Zahlt ein Arbeitgeber Beiträge für eine Gruppen-Unfallversicherung, kann er dafür unter bestimmten Voraussetzungen eine pauschale Lohnsteuer von 20 % abführen. Dann zählen diese Beiträge nicht als Arbeitsentgelt und sind sozialversicherungsfrei.

Definition

Grundsätzlich gehören alle Einnahmen aus einer Beschäftigung zum Arbeitsentgelt – egal ob laufend oder einmalig (§ 14 Abs. 1 SGB IV). Beiträge des Arbeitgebers für eine Unfallversicherung können jedoch unter bestimmten Bedingungen aus dieser Regel herausfallen.

Nach § 40b Abs. 3 EStG darf der Arbeitgeber die Lohnsteuer auf solche Beiträge pauschal mit 20 % erheben, wenn mehrere Arbeitnehmer gemeinsam in einem Unfallversicherungsvertrag versichert sind und der rechnerische Anteil je Arbeitnehmer (nach Abzug der Versicherungssteuer) höchstens 100 Euro im Kalenderjahr beträgt. Diese Grenze gilt seit dem 1. Januar 2020; davor lag sie bei 62 Euro.

Wichtig ist dabei, wer die Ansprüche aus dem Versicherungsvertrag geltend machen kann:

  • Nur der Arbeitgeber ist anspruchsberechtigt: Die Beiträge gelten nicht als Arbeitslohn und sind damit auch kein Arbeitsentgelt im Sinne der Sozialversicherung.
  • Der Arbeitnehmer kann selbst Ansprüche stellen: Die Beiträge sind lohnsteuerpflichtiger Arbeitslohn und grundsätzlich Arbeitsentgelt.

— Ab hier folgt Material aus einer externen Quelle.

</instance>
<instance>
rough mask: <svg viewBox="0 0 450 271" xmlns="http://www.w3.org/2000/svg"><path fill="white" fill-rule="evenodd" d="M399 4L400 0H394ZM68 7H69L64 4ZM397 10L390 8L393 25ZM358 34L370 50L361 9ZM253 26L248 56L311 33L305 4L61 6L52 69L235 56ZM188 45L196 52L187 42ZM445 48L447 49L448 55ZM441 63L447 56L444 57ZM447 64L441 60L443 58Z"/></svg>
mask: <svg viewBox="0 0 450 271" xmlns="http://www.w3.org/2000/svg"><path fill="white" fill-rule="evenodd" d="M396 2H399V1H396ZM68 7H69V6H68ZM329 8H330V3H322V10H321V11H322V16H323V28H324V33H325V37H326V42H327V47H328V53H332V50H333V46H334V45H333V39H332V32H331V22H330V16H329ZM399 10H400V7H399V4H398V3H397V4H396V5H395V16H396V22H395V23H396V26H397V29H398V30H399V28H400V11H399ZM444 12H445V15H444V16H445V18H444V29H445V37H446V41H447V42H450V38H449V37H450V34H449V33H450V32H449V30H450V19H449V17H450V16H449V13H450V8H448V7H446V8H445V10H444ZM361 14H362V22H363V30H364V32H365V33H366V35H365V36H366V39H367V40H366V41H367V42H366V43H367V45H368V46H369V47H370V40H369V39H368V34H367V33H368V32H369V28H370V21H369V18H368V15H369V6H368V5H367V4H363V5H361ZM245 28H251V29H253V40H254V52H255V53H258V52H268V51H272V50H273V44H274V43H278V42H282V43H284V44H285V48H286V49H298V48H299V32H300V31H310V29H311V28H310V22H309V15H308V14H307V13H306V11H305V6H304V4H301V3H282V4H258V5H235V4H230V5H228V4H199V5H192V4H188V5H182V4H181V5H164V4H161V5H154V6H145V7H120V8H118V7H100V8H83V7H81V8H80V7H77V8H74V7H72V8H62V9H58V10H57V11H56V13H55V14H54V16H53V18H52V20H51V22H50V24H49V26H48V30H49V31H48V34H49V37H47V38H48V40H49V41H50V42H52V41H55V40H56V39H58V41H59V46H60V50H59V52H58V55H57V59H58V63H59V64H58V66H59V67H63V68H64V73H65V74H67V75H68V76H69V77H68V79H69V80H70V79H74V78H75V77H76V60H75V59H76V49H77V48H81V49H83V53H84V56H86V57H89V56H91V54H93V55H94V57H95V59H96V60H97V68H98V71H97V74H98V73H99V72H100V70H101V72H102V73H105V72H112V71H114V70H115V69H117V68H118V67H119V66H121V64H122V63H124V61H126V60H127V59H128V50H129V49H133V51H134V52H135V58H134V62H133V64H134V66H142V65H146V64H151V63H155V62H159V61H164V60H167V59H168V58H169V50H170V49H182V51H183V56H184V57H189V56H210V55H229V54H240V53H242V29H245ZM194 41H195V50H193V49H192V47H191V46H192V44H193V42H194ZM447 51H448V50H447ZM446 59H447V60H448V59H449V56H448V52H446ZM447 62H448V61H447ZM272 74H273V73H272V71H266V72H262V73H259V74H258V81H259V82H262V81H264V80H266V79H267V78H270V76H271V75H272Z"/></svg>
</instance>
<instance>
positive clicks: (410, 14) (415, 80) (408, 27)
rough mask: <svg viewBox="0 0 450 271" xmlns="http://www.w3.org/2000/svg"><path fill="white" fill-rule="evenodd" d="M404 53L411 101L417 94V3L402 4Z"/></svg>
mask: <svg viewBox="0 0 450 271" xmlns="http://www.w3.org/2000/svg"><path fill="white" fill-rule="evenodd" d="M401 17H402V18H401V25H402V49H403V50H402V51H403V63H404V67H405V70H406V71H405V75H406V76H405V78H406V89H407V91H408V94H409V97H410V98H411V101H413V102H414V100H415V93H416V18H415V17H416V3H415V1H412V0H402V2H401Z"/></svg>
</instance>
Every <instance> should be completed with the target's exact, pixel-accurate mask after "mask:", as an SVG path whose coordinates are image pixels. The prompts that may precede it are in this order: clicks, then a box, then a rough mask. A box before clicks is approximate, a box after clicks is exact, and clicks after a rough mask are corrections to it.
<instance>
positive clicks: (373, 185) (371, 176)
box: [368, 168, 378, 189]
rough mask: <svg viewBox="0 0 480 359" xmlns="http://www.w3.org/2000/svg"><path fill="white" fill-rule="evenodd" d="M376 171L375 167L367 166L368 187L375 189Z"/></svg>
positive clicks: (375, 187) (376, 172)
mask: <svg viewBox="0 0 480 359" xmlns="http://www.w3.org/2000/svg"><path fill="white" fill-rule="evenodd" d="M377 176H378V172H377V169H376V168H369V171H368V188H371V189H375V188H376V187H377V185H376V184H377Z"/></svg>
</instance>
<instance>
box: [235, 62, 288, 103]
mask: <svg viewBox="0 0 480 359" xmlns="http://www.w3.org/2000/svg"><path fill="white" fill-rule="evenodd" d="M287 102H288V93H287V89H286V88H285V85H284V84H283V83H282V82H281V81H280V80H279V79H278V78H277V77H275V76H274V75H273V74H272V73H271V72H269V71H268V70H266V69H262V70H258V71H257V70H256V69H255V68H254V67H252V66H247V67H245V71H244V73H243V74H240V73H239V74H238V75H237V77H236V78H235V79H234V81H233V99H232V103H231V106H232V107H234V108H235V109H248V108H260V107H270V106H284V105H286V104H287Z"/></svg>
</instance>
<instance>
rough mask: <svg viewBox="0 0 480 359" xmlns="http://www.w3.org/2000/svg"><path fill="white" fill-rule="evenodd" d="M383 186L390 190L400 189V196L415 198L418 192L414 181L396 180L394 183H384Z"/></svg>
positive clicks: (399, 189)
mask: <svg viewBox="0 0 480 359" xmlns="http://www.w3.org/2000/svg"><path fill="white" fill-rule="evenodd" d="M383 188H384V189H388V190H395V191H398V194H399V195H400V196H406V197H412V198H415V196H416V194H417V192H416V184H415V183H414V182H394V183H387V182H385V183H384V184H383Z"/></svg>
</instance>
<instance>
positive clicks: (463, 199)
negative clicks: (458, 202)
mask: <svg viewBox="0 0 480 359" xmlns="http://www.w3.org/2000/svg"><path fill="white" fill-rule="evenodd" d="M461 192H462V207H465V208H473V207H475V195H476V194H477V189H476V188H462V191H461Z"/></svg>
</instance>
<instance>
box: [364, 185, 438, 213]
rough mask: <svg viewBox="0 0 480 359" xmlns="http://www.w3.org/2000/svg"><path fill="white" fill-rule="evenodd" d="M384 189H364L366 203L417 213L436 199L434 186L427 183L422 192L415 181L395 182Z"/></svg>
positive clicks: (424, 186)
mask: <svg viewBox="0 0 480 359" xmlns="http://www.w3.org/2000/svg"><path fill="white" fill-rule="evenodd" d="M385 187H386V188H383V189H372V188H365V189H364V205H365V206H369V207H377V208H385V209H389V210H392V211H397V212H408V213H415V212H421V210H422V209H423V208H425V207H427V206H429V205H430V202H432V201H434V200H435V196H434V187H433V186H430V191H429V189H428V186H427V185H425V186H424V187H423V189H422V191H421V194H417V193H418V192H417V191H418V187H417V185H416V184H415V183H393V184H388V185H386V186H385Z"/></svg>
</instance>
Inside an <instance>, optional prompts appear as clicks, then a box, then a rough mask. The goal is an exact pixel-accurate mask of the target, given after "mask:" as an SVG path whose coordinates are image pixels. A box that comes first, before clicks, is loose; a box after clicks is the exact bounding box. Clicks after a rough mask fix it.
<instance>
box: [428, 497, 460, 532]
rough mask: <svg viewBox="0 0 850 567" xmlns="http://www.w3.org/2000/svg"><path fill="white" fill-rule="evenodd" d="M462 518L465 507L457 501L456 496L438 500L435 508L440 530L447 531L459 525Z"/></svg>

Werden die Beiträge in diesem zweiten Fall pauschal nach § 40b Abs. 3 EStG versteuert, entfällt die Sozialversicherungspflicht gemäß § 1 Abs. 1 Nr. 4 SvEV – vorausgesetzt, der Arbeitgeber wendet keine Regelbesteuerung an und der Anteil je Arbeitnehmer überschreitet nicht die 100-Euro-Grenze.

Führt der Arbeitgeber hingegen eine normale (individuelle) Lohnsteuer durch, zählen die Beiträge als Arbeitsentgelt und sind sozialversicherungspflichtig.